Endometriosis and infertility

Endometriosis and its complications are a major cause of female infertility. Endometriosis is a dysfunction characterized by the migration of endometrial tissue to areas outside of the endometrium of the uterus. The most common places to find stray tissue are on ovaries and fallopian tubes, followed by other organs in the lower abdominal cavity such as the bladder and intestines. Typically, the endometrial tissue adheres to the exteriors of the organs, and then creates attachments of scar tissue called adhesions that can join adjacent organs together. The endometrial tissue and the adhesions can block a fallopian tube and prevent the meeting of ovum and sperm cells, or otherwise interfere with fertilization, implantation and, rarely, the carrying of the fetus to term.

Endometriosis is estimated to occur in 1% to 5% of women, with an associated risk of infertility for between 30% and 50% of this population.[1][2][3] Endometriosis is commonly classified under the revised American Society for Reproductive Medicine system from minimal endometriosis to severe endometriosis. The therapy and management of endometriosis for infertility is based on the severity of endometriosis.[4]

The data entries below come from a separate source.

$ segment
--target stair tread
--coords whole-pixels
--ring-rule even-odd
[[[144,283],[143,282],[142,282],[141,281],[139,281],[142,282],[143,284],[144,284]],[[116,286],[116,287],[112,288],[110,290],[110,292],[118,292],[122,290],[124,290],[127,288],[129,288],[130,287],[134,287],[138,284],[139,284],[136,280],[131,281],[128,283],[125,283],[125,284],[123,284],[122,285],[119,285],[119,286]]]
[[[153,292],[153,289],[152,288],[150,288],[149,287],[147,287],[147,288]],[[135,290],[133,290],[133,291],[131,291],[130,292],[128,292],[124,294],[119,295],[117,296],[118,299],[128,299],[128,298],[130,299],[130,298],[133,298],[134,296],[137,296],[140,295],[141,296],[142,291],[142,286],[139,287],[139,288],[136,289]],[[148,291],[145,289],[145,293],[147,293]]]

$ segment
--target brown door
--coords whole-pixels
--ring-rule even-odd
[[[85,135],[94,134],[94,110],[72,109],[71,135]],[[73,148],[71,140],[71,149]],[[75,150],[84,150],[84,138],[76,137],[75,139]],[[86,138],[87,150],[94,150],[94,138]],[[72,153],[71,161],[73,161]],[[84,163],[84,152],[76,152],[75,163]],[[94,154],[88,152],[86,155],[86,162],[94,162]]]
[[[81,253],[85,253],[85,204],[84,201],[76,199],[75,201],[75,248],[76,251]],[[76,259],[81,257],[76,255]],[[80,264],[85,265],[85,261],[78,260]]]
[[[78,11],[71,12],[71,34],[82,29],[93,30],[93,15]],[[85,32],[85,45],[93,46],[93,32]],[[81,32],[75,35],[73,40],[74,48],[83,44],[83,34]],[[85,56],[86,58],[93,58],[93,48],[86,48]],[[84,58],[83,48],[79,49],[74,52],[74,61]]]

Diagnosis and classification


Endometriosis often presents with a very diverse array of symptoms, such as dysmenorrhea (pain during menstruation), cyclical pelvic pain (generalized pain in the lower abdomen that predictably worsens with menstruation), dyspareunia (pain during intercourse), or infertility (inability to achieve a pregnancy with unprotected intercourse for > 1 year). One suggested pathophysiologic mechanism involves retrograde menstruation and endometrial interactions with peritoneal inflammatory cytokines that promote ectopic implantation and growth of endometrial tissue outside of the uterus.[5] Most women experience this phenomenon during normal cycles, rendering many susceptible to endometriosis. Up to 4.1% of women undergoing tubal ligation surgeries have visually apparent, but clinically asymptomatic endometrial implantations.[6] The poor correlation between extent of ectopic implantation to symptom severity makes early detection and intervention challenging. Women in which the presenting symptom is infertility often have diagnoses delayed beyond the average window of 25–29 years of age.[6]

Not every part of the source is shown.